Da tempo, come Sindacato, chiediamo con forza che questa figura venga finalmente riconosciuta come un vero e proprio lavoro, equamente retribuito, con adeguate tutele previdenziali e senza gravare eccessivamente sulle famiglie. Non si tratta solo di una questione occupazionale, ma di un tema che tocca in profondità i diritti, la qualità della vita e la dignità, sia di chi presta assistenza, sia di chi ne beneficia.
L’assenza di un riconoscimento pieno e strutturato ha conseguenze concrete: molte persone, pur animate da una naturale predisposizione alla cura e desiderose di trasformarla in una professione, si vedono costrette a rinunciare, perché oggi non si tratta ancora di un “vero” lavoro.
Durante la Conferenza è emersa con grande evidenza una verità spesso ignorata: nella percezione collettiva, la cura è ancora vista come un compito esclusivamente familiare. Sono soprattutto le donne – ma anche, seppur in misura minore, gli uomini – a rinunciare a lavoro e progetti personali per assistere un proprio caro. Così si consolida l’idea che non esistano alternative, mentre molte persone con disabilità vivono con
l’angoscia che, dopo la morte del familiare che si prende cura di loro, non ci sarà più nessuno a farlo. Allo stesso tempo, anche chi presta assistenza è profondamente turbato dal pensiero di non sapere a chi verrà affidato il proprio caro una volta che non potrà più occuparsene.
Eppure, sono molti i casi in cui l’assistenza prestata da figure esterne alla famiglia ha permesso alle persone con disabilità di sviluppare maggiore autonomia, indipendenza e fiducia. Per questo, regolamentare con serietà e riconoscere pienamente questo ruolo significa non solo restituire dignità a una professione fondamentale, ma anche garantire maggiore libertà a chi necessita di assistenza.
Si è parlato anche di inclusione lavorativa e di modelli virtuosi a livello europeo, come la Legge slovena del 2019, che prevede incentivi – diretti e indiretti – anche per le aziende, e la possibilità di lavorare senza perdere il diritto alla pensione. Misure concrete, efficaci, che tracciano una rotta chiara anche per il nostro Paese.

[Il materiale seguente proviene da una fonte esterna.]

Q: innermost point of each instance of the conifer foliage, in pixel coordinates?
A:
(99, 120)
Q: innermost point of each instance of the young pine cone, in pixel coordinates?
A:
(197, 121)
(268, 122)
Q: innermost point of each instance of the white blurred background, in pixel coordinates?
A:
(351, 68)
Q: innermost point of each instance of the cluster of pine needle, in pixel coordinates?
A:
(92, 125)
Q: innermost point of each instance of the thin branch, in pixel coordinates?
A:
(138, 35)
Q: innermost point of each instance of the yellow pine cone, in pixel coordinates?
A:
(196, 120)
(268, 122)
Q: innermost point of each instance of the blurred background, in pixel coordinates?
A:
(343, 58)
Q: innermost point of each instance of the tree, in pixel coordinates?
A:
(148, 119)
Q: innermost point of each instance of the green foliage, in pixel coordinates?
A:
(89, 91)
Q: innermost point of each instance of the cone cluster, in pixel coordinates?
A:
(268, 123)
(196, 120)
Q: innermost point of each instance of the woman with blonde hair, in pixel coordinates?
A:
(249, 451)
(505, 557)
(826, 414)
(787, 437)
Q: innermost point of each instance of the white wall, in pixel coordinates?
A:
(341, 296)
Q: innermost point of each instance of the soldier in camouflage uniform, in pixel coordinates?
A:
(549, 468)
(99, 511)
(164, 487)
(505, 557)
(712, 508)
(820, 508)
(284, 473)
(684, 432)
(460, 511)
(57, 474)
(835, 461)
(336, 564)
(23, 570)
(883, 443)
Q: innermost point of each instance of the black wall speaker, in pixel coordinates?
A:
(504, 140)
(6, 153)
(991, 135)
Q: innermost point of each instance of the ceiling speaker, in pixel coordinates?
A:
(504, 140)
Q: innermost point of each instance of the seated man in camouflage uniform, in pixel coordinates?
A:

San Marino, pur tra molte difficoltà, ha compiuto passi significativi, così come relazionato nell’assise: si registrano 22 inserimenti lavorativi con contratto terapeutico, 58 attraverso la Legge 71/1991 e 18 persone con disabilità intellettive assunte con contratto regolare a tempo indeterminato. È stato inoltre introdotto il work coaching, ovvero un operatore che affianca i lavoratori con disabilità nei primi passi della loro esperienza lavorativa. In diverse aziende sono già stati realizzati percorsi di inserimento protetto.

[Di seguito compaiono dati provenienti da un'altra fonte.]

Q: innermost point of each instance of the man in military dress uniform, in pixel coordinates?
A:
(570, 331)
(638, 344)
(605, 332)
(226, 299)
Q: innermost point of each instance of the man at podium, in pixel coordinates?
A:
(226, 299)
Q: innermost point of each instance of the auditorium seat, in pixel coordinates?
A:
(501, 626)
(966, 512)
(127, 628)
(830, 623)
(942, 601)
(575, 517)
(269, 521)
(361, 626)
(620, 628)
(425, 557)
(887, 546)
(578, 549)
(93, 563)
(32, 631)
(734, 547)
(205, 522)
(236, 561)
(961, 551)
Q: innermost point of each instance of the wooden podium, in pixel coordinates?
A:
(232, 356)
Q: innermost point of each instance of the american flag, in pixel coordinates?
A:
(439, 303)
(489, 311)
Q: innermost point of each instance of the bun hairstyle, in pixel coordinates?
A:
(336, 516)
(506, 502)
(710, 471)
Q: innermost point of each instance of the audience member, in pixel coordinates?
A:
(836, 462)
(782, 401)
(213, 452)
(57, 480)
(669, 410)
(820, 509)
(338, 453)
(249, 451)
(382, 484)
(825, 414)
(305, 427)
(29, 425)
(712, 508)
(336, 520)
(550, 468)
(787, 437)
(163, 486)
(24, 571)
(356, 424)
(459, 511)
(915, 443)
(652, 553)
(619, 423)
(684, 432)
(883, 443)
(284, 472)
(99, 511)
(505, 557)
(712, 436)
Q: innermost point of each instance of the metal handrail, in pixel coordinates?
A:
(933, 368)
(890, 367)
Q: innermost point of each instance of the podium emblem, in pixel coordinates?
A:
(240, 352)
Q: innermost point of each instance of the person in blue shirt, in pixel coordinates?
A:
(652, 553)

USL condivide in pieno le linee emerse dalla Conferenza: è tempo di superare definitivamente la logica dell’internamento in strutture e istituzioni. Occorre investire in politiche che promuovano davvero l’autonomia, l’inclusione e il diritto alla piena cittadinanza. La riserva mentale è un recinto che isola e limita. Il nostro impegno è quello di abbattere quei muri e di costruire una società in cui ogni persona possa vivere la propria indipendenza e libertà, con pari dignità e diritti.